The Secretary of State’s office investigators began a probe of Hartle’s case a year ago, said Jennifer Russell, spokeswoman for Cegavske’s office, after former state Attorney General Adam Laxalt and American Conservative Union Chairman Matt Schlapp held a news conference to allege widespread voter fraud in Nevada.

Laxalt co-chaired the Trump campaign in Nevada. He is now seeking the Republican nomination for U.S. Senate.

Schlapp named Rosemarie Hartle and one other person among what he said were “hundreds” of cases of dead people voting in Nevada.

Investigators determined the other case, involving a woman who used a deceased relative’s ballot instead of her own, was accidental.

Cegavske’s office said in April that reviews of election fraud allegations delivered to her office by the state GOP in March found some were already under investigation and most were baseless or inaccurately interpreted.

Nevada GOP officials did not immediately respond Tuesday to messages about Hartle’s plea.

Ford on Tuesday called Hartle’s case “particularly egregious because the offender continually spread inaccurate information about our elections despite being the source of fraud himself.”

The Nevada GOP tweeted a year ago about Hartle’s claim that someone voted with his wife’s ballot and urging media “to understand we are finding concrete cases of voter irregularities that they must expose.”

Hartle, in an interview with KLAS-TV at the time, said his case “lent some credence to what you’ve been hearing in the media about these possibilities and now it makes me wonder how pervasive is this?”

State and federal courts in Nevada and other states rejected dozens of election challenges by Republicans and Trump’s presidential campaign, including claims of widespread voter fraud.

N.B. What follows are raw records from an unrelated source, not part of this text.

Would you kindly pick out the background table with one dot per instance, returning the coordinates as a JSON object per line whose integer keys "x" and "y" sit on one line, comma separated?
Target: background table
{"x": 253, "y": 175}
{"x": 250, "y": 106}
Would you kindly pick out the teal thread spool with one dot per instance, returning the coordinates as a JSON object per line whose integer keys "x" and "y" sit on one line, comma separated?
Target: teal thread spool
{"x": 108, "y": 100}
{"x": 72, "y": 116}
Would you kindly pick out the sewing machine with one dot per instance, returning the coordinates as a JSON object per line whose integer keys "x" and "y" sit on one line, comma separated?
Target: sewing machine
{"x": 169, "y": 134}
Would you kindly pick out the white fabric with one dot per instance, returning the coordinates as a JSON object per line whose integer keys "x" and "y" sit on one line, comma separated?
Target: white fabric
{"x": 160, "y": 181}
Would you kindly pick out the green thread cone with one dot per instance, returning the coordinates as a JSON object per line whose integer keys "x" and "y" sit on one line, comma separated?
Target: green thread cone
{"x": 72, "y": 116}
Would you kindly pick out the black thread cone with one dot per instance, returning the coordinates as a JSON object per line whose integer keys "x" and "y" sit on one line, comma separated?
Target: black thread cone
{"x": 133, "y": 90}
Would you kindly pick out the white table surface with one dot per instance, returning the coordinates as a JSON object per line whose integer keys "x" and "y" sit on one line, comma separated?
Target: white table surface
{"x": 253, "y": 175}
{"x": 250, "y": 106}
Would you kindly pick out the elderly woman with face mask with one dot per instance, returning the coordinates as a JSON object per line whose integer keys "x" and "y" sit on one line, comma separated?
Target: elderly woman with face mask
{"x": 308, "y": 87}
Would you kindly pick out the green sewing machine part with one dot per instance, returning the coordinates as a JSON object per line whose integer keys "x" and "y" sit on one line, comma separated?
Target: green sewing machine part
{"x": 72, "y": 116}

Certified results in Nevada showed that President Joe Biden, the Democrat, defeated Trump by 33,596 of 1.4 million votes cast, or about 2.4%.

Hartle’s was the only active voter fraud case in Nevada, Ford’s office said.

In an earlier Nevada case, a 53-year-old man was sentenced last July to up to two years of probation for his guilty plea to one felony charge of voting twice — in Benton, Arkansas, and in Las Vegas — during the 2016 presidential election.

At least five other people have been convicted in Nevada since 2011 of registration fraud during voter recruitment, and one woman pleaded guilty to trying to vote twice in 2012.